Les électeurs qui ont voté pour ces élections européennes étaient soit hyper-motivés et politisés, voire relativement privilégiés (de l’enseignant en établissement français au responsable d’ONG en passant par le fonctionnaire ou assimilé travaillant dans des structures supranationales), soit quelque peu désespérés (ce qui, dans certains cas, peut expliquer une proportion des votes RN et LFI) traduisant dans les urnes une précarisation accrue, un sentiment de déclassement et de délaissement, auxquels s’ajoutent des difficultés financières, le prix de nombreux produits ayant augmenté de manière importante depuis la pandémie de Covid-19 et la guerre en Ukraine. On peut également mentionner les lancinantes thématiques relatives à la scolarité des enfants (les établissements français sont coûteux : plus de 6000 euros annuels pour un élève de terminale au Lycée Blaise-Pascal d’Abidjan, plus de 3000 pour un lycéen de Tananarive), ou celles relatives aux conditions de retour dans l’Hexagone, questions financières là encore.

Plus globalement, ces résultats « africains » montrent que le mythe de « l’expat’ », votant « pas comme en France », a du plomb dans l’aile, tout du moins au sud du Sahara.

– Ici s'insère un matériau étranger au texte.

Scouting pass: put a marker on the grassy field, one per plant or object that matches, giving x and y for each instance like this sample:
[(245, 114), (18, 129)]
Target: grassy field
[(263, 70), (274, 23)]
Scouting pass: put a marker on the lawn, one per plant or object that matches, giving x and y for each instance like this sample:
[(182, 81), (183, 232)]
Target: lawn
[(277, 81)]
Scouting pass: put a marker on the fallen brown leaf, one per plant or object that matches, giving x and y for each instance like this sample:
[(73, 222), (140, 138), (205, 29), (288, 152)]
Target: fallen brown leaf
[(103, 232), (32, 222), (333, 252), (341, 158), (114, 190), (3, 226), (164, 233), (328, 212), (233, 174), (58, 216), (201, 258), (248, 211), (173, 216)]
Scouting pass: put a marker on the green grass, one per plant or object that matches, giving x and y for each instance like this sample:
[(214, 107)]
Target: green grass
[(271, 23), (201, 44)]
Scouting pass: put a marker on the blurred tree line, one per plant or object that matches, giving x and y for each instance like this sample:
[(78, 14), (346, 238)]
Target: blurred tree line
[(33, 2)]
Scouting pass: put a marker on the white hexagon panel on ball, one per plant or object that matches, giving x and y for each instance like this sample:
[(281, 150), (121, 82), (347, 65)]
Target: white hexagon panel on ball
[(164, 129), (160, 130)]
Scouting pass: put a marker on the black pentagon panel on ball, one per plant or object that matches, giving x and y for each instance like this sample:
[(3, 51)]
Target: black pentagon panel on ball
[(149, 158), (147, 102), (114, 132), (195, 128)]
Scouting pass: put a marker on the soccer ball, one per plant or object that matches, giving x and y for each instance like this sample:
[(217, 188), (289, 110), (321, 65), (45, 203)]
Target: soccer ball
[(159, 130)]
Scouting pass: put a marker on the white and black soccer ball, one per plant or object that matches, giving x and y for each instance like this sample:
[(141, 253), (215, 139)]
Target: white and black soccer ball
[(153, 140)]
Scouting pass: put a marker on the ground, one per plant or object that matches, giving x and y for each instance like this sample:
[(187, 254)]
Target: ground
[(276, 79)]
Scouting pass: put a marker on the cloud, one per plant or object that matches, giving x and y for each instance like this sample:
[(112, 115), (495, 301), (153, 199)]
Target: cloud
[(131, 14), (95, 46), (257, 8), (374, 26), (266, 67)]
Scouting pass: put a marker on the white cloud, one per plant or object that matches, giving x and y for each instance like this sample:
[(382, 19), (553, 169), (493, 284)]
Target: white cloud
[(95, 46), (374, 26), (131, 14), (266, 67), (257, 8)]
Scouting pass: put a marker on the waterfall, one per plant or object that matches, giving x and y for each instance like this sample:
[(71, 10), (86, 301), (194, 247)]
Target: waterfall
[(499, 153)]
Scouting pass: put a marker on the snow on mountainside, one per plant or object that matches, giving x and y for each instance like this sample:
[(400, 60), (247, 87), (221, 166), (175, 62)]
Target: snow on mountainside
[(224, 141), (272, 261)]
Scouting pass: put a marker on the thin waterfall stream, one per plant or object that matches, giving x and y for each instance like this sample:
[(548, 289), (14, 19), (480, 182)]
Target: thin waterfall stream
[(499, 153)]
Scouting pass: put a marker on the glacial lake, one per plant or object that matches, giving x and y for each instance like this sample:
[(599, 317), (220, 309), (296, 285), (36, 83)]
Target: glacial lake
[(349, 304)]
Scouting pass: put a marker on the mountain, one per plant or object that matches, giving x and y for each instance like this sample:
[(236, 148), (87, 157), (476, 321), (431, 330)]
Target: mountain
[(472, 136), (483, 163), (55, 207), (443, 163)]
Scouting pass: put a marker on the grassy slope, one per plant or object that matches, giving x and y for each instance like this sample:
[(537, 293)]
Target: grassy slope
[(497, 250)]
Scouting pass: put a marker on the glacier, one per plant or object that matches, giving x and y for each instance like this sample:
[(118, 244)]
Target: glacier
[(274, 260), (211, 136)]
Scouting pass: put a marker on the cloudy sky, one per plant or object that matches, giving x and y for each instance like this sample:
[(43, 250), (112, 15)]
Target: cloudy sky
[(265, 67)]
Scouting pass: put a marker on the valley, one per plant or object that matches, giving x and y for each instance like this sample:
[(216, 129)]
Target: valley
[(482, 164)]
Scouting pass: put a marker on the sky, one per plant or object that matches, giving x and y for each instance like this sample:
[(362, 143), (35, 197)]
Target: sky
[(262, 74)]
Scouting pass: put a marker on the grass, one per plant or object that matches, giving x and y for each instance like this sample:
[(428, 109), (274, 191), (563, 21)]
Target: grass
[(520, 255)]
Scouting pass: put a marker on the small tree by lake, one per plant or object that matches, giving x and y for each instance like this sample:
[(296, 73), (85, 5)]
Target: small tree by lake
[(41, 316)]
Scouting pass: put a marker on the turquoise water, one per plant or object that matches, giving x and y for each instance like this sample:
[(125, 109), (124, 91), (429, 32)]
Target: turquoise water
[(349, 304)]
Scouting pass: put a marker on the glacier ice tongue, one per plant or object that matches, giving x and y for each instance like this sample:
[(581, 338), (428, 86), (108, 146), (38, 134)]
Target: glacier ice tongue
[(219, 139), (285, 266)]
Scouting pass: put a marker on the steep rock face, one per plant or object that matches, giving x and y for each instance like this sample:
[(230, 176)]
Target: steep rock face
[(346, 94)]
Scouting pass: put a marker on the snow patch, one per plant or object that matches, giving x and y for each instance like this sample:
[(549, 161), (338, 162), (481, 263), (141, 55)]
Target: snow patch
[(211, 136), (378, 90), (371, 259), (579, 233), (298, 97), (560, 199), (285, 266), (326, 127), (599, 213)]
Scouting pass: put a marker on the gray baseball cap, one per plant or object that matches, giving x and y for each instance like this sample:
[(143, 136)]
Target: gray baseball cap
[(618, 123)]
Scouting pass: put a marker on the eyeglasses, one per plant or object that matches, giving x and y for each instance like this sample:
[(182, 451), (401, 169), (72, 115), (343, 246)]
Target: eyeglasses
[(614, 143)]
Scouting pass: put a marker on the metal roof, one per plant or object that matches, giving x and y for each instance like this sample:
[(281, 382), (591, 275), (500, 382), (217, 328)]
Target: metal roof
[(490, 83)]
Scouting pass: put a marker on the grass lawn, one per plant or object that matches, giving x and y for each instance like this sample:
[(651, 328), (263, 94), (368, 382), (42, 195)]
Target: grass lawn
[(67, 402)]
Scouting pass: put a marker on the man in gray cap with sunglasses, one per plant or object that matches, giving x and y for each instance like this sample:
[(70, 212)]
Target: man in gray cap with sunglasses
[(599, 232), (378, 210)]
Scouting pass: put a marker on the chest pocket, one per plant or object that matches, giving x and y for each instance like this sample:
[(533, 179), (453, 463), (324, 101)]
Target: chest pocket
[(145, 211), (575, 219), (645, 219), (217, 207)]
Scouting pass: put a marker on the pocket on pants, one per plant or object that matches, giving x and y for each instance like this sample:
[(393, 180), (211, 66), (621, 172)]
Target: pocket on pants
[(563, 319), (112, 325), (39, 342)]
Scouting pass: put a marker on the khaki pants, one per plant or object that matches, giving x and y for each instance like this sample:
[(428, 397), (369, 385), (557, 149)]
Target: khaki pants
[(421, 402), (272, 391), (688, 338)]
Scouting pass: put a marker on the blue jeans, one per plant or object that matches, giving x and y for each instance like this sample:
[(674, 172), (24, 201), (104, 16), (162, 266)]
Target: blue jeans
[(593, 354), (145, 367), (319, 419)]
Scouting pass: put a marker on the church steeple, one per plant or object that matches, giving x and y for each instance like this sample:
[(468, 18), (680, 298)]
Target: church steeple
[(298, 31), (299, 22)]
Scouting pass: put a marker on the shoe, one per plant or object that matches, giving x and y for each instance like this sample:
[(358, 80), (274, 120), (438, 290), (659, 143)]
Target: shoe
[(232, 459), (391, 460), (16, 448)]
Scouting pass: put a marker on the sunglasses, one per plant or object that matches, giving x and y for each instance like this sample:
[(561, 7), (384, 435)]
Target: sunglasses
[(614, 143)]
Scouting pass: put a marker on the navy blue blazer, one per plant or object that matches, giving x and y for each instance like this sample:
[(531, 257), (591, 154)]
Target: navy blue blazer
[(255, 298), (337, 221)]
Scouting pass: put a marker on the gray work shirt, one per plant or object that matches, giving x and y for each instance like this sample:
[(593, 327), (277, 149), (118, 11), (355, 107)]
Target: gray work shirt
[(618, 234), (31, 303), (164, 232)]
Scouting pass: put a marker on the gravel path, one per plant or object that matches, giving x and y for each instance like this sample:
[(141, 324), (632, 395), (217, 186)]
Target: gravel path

Merci à Alexandre Konan Dally et Olivier Rabearivelo pour avoir relu ces lignes.

  • 1
    Hadrien Coccoluto-Roussel est étudiant à Sciences Po Paris.
  • 2
    Pour les élections de 2017, cf. Jérôme Fourquet, Le vote de la diaspora française, Fondation Jean-Jaurès, 31 octobre 2018.
  • 3
    Amélia Lakrafi a été élue avec plus de 63% des voix, soit 12,49% (13 048 voix) des 104 452 électeurs inscrits. Karim Ben Cheik a battu la candidate Renaissance avec 67,65% des voix, soit 6,42% (8 059 voix) des 125 608 électeurs de la circonscription. Voir son interview dans Jeune Afrique du 12 juin, « Karim Ben Cheikh : « Emmanuel Macron joue les institutions de la République aux dés » ».
  • 4
    Sur l’élargissement de la base électorale hexagonale du RN, voir l’interview de Pierre Giacometti, « Aujourd’hui, l’électorat du Rassemblement national se rapproche de celui de Nicolas Sarkozy en 2007 », Le Figaro, 17 juin 2024.
  • 5
    Pour les élections législatives et les élections consulaires (pas pour les autres), le vote par internet est prévu pour les Français résidant à l’étranger ayant effectué le parcours web, assez facile, pour s’inscrire. Le portail de vote est ouvert du mardi 25 au jeudi 27 juin 2024 pour le premier tour et du mardi 2 au jeudi 4 juillet 2024 pour le second tour.
  • 6
    Cf. François Backman, Rapport d’information et débats France-Afrique au Parlement : la poule devant le couteau ?, Fondation Jean-Jaurès, 23 janvier 2024.